Le Saint Esprit procède-t-il du Père ou du Père et du Fils (filioque, en latin) ? C'est ce point qui sépare les catholiques des orthodoxes.

Tresmontant prend position clairement : ce sont les orthodoxes qui ont raison. Le filioque est erroné (Léon XIV vient d'ailleurs de le remettre en cause). Pour Tresmontant, cette erreur résulte du passage du très concret hébreu à l'abstrait grec puis au latin. Saint Augustin a identifié le Fils au logos du Père, abstraction qui justifie le filioque et ouvre la voie à l'hérésie arienne (Jésus est subordonné au Père) si elle est mal comprise.

On devrait plutôt parler de « faces » ou d'« aspects » de Dieu, plutôt que « personnes ». Ça induirait moins en erreur.

Je suis toujours émerveillé que des points théologiques qui paraissent abscons aient des conséquences très concrètes.

La résurrection des corps et l'immortalité de l'âme

Tresmontant déteste l'utilisation de vocabulaire transposé directement du grec ou du latin comme « résurrection » ou « eucharistie » ou « Verbe ». Il trouve que cela obscurcit le sens, il préférerait qu'on dît « relèvement » plutôt que « résurrection » (c'est d'ailleurs ce qu'on dit en anglais : the Lord is risen).

Je trouve qu'il manque de psychologie. L'emploi d'un vocabulaire spécifique ne me choque pas, à condition qu'il soit correctement expliqué et compris.

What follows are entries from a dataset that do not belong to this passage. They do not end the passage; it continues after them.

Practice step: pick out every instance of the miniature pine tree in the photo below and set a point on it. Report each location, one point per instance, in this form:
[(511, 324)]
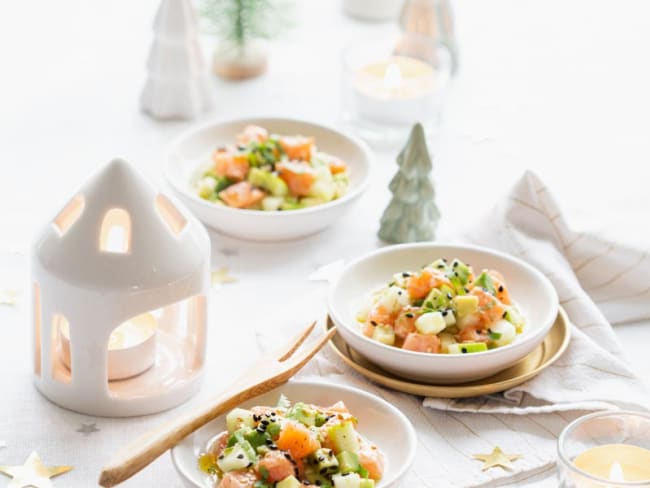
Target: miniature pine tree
[(177, 85), (412, 214)]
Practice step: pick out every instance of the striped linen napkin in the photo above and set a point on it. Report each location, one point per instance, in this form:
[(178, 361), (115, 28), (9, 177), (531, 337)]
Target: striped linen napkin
[(592, 280)]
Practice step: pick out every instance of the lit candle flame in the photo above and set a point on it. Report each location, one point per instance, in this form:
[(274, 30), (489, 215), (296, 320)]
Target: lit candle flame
[(616, 472), (392, 77)]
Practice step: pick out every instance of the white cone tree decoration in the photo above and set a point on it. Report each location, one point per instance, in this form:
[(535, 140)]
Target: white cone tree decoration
[(412, 214), (177, 84)]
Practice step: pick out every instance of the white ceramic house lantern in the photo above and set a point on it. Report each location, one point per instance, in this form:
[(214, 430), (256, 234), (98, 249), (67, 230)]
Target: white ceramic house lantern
[(120, 295)]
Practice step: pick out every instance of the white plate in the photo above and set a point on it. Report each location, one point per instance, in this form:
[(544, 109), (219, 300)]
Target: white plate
[(379, 422), (189, 155), (529, 289)]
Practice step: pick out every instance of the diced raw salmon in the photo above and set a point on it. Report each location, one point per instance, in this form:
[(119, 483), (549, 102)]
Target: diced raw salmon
[(231, 164), (422, 342), (336, 165), (419, 285), (299, 177), (297, 439), (253, 133), (277, 466), (238, 479), (490, 309), (241, 195), (297, 147), (405, 322), (380, 315)]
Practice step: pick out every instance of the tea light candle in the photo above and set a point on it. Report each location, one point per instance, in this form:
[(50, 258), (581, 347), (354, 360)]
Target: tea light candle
[(131, 347), (616, 462), (605, 450), (397, 90)]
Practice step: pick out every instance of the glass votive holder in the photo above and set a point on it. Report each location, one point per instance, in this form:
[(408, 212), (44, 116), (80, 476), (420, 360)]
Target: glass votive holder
[(391, 84), (605, 450)]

Ceci étant dit, Tresmontant estime que nous sommes trompés par la séparation platonicienne du corps et de l'âme, séparation que ne faisaient pas les juifs et que ne devraient pas faire les chrétiens. Par conséquent, il n'y aura pas de relèvement des corps indépendamment l'âme. Ce que la résurrection sera, on ne peut pas le dire, c'est un mystère qui nous dépasse.

Il faut juste faire confiance à Isaïe (65, 17) :

Oui, voici : je vais créer un ciel nouveau et une terre nouvelle, on ne se souviendra plus du passé, il ne reviendra plus à l’esprit. 

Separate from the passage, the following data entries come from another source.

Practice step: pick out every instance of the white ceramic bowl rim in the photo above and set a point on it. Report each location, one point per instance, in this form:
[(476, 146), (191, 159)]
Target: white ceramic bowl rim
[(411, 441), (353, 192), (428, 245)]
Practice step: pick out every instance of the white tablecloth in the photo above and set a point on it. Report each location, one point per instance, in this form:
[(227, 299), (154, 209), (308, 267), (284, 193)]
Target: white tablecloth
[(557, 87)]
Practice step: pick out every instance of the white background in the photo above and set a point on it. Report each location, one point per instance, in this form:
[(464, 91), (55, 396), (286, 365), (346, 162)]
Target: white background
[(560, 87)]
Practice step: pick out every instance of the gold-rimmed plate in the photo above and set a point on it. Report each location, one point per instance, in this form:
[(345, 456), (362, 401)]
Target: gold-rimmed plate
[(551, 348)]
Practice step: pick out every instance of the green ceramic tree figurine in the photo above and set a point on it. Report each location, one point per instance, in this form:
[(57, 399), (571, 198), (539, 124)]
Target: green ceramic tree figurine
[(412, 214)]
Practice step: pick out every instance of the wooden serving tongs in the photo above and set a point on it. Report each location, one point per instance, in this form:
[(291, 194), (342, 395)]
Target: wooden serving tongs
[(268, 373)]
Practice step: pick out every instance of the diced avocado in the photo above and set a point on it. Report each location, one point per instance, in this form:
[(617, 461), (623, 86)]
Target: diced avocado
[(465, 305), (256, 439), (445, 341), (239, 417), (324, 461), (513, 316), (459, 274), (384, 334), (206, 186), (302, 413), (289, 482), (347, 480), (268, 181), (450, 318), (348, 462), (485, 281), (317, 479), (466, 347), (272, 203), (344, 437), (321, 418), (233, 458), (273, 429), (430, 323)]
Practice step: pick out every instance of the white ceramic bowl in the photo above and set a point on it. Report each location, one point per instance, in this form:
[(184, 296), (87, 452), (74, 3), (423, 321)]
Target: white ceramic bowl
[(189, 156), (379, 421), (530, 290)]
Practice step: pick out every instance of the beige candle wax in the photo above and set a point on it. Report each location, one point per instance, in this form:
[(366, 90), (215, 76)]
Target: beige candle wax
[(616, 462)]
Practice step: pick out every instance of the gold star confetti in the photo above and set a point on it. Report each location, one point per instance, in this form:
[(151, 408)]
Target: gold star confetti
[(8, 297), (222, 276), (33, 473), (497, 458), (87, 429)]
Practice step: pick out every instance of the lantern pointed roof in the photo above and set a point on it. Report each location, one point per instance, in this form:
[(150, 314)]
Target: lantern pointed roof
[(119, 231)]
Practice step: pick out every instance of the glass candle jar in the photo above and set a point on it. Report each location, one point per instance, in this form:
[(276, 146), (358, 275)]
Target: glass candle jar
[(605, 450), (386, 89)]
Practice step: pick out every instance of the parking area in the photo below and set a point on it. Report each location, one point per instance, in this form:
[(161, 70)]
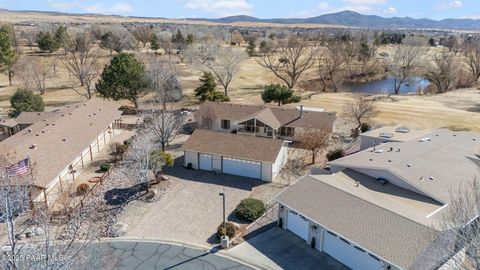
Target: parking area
[(280, 249), (191, 210)]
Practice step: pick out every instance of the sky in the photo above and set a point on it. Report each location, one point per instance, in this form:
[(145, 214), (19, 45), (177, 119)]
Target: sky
[(433, 9)]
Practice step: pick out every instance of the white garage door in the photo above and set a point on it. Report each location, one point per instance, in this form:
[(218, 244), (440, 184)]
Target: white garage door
[(205, 162), (297, 224), (242, 167), (351, 256)]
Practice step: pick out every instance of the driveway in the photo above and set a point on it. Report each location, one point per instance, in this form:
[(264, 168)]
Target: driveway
[(280, 249), (191, 210), (155, 255)]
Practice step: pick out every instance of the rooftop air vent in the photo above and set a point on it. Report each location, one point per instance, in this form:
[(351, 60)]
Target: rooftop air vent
[(402, 130), (386, 135)]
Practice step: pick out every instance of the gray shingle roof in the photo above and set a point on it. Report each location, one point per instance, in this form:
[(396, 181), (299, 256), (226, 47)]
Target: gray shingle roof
[(61, 137), (284, 116), (234, 145), (435, 166), (392, 237)]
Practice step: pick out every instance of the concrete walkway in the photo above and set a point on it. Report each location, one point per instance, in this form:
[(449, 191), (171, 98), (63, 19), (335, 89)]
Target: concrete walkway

qu'on retrouve aussi dans l'Apocalypse (21, 5-6) (Tresmontant préférerait qu'on dît Le Dévoilement !) :

« Lors celui qui siégeait sur le Trône déclara : « Voici que je fais toutes choses nouvelles. » Et il dit : « Écris, car ces paroles sont dignes de foi et vraies. »

Puis il me dit : « C’est fait. Moi, je suis l’alpha et l’oméga, le commencement et la fin. À celui qui a soif, moi, je donnerai l’eau de la source de vie, gratuitement. »

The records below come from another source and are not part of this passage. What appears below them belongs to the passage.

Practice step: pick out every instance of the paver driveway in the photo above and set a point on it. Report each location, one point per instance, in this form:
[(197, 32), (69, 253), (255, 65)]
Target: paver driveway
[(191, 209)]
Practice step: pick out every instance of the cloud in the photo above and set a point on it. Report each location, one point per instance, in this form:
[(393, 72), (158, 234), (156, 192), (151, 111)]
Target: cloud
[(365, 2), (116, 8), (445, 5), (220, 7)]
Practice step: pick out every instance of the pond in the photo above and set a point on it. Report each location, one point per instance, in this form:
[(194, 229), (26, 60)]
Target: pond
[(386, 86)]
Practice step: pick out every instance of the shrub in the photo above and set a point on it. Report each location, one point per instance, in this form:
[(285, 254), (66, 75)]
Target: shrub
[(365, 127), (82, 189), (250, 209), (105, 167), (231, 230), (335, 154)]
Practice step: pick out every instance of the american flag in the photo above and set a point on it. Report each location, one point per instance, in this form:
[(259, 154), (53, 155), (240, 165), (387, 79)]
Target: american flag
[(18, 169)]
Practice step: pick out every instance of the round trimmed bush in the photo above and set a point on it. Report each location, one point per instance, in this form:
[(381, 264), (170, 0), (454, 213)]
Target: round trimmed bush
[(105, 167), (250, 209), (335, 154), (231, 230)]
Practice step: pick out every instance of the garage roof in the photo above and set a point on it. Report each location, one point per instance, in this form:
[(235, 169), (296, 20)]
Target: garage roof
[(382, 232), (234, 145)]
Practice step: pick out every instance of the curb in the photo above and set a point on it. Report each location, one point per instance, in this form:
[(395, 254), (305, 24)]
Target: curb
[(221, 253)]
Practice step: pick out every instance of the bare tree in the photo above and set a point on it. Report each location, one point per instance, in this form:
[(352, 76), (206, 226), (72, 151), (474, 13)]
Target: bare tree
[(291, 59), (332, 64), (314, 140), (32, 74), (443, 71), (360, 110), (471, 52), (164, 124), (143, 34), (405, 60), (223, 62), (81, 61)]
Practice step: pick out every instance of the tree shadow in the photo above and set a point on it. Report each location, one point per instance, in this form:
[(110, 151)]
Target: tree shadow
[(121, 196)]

Et Mon royaume n'est pas de ce monde.

Quant à l'immortalité de l'âme, pareil : il faut en croire la promesse du Créateur mais impossible de connaitre en quoi elle consiste exactement.

Donc impossible de répondre à « Est-ce que je retrouverai mon chat au Paradis ? ».

Le legs empoisonné de Saint Augustin

Saint Augustin a commis l'exploit d'être à l'origine théologique de deux schismes : le grand schisme (avec le filioque) et la Réforme (avec sa conception terrible du péché originel et de la grâce).

Il est bon qu'un fils d'Augustin, le pape Léon XIV, entreprenne de corriger l'erreur du filioque.

Quant à concevoir le péché originel comme une chute de l'esprit dans la matière, c'est typiquement gnostique. Augustin écrit sans sourciller que les bébés non-baptisés brûlent en Enfer. C'est franchement insupportable (vous aurez compris que Saint Augustin n'est pas mon saint préféré. Et puis, quelqu'un qui a servi de référence au jansénisme ...).

Tresmontant préfère la christologie du Bienheureux Jean Duns Scot : le Christ est l'Homme Parfait, celui vers lequel tout homme doit  tendre. En attendant le jour béni où, dans un royaume qui n'est pas de ce monde (halte au millénarisme), tous les hommes seront parfaits, l'homme est frappé d'imperfection, c'est ce qu'on appelle le péché originel.

Ce n'est pas réjouissant, mais c'est loin du pénible rigorisme janséniste ou puritain.

Voilà qui conclut cette (longue) recension.